My goal is to have Ubuntu start and stop a headless virtualbox VM gracefully when I start and stop my host machine(Ubuntu 10.04).
I'm using a script provided by Quadir Kareemullah's page.
This is the LSB comment header from the script (I eliminted vboxnet from "Required-Start" to reduce dependencies):
### BEGIN INIT INFO
# Provides: vboxsvc
# Required-Start: $local_fs $remote_fs vboxdrv
# Required-Stop: $local_fs $remote_fs
# Default-Start: 2 3 4 5
# Default-Stop: S 0 1 6
# Short-Description: VirtualBox Service
# Description: VirtualBox Service to startup and shutdown Virtual Machines
### END INIT INFO
As explained by Quadir I located the 'vboxsvc' in /etc/init.d/ and executed:
$sudo update-rc.d vboxsvc
This created the links for the runlevels. For example in the runlevel 2:
$ls -l /etc/rc2.d/
...
lrwxrwxrwx 1 root root 17 2010-11-03 20:02 S20vboxdrv -> ../init.d/vboxdrv
lrwxrwxrwx 1 root root 25 2010-11-03 20:03 S20vboxweb-service -> ../init.d/vboxweb-service
lrwxrwxrwx 1 root root 17 2010-11-11 21:43 S21vboxsvc -> ../init.d/vboxsvc
...
If I start|stop the service manually:
$sudo /etc/init.d/vboxsvx start
it works as expected.
The service doesn't appear listed if I do "service --status-all", but it shows up when I use sysv-rc-conf --list.

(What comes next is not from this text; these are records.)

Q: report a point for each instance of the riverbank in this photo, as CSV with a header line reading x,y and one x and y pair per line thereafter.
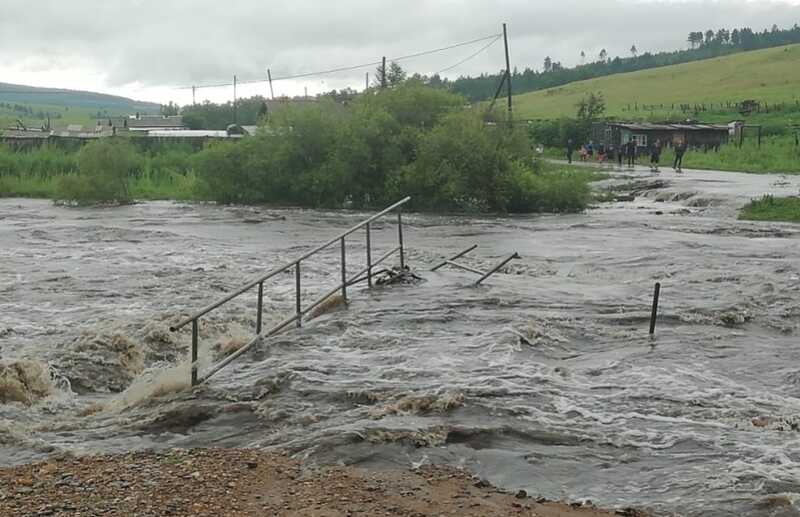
x,y
235,482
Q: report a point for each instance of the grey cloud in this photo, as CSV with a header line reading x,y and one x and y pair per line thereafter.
x,y
180,42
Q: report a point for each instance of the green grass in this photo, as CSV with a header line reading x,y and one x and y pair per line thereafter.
x,y
776,155
770,75
769,208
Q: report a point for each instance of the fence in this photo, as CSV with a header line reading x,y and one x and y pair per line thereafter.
x,y
300,312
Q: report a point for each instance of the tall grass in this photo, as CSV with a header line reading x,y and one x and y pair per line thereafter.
x,y
166,172
777,154
769,208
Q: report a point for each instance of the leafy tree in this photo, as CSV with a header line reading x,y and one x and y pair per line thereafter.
x,y
104,167
591,107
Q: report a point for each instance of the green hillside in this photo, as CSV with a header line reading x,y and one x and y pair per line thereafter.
x,y
770,75
34,105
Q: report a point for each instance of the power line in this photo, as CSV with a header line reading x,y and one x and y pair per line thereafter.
x,y
493,37
471,56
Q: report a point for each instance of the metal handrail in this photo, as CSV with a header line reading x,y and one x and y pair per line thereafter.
x,y
300,312
290,265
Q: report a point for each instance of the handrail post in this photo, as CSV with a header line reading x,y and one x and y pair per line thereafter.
x,y
344,272
369,258
400,238
260,306
298,310
193,364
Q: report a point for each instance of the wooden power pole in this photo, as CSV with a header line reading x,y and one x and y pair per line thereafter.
x,y
508,78
269,78
235,118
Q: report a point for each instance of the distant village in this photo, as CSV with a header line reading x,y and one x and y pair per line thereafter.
x,y
138,126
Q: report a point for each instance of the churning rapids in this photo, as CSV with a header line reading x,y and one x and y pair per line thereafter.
x,y
588,408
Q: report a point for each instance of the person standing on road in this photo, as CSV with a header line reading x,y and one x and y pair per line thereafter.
x,y
655,155
680,150
570,148
630,152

It doesn't start automatically when I boot the computer. On the other hand, the service stops automatically when I reboot or shutdown. For some reason when the system boots the link /etc/rc2.d/S21vboxnet is not being executed or something else is happening.
I know that Upstart is the way to do things now in Ubuntu, but SysV init is still supported, right?
EDIT: I think I'm close to solving the problem. I think that the solution has to do with having my home file system encrypted. When the init process is executing the corresponding startup scripts and tries to execute "sudo -H -u myuser VBoxManage myVirtualMachine -type vrdp > /dev/null" it doesn't have access to myVirtualMachine's data(which is at an encrypted file system) because I haven't logged in as myuser yet and, therefore, my home filesystem hasn't been mounted.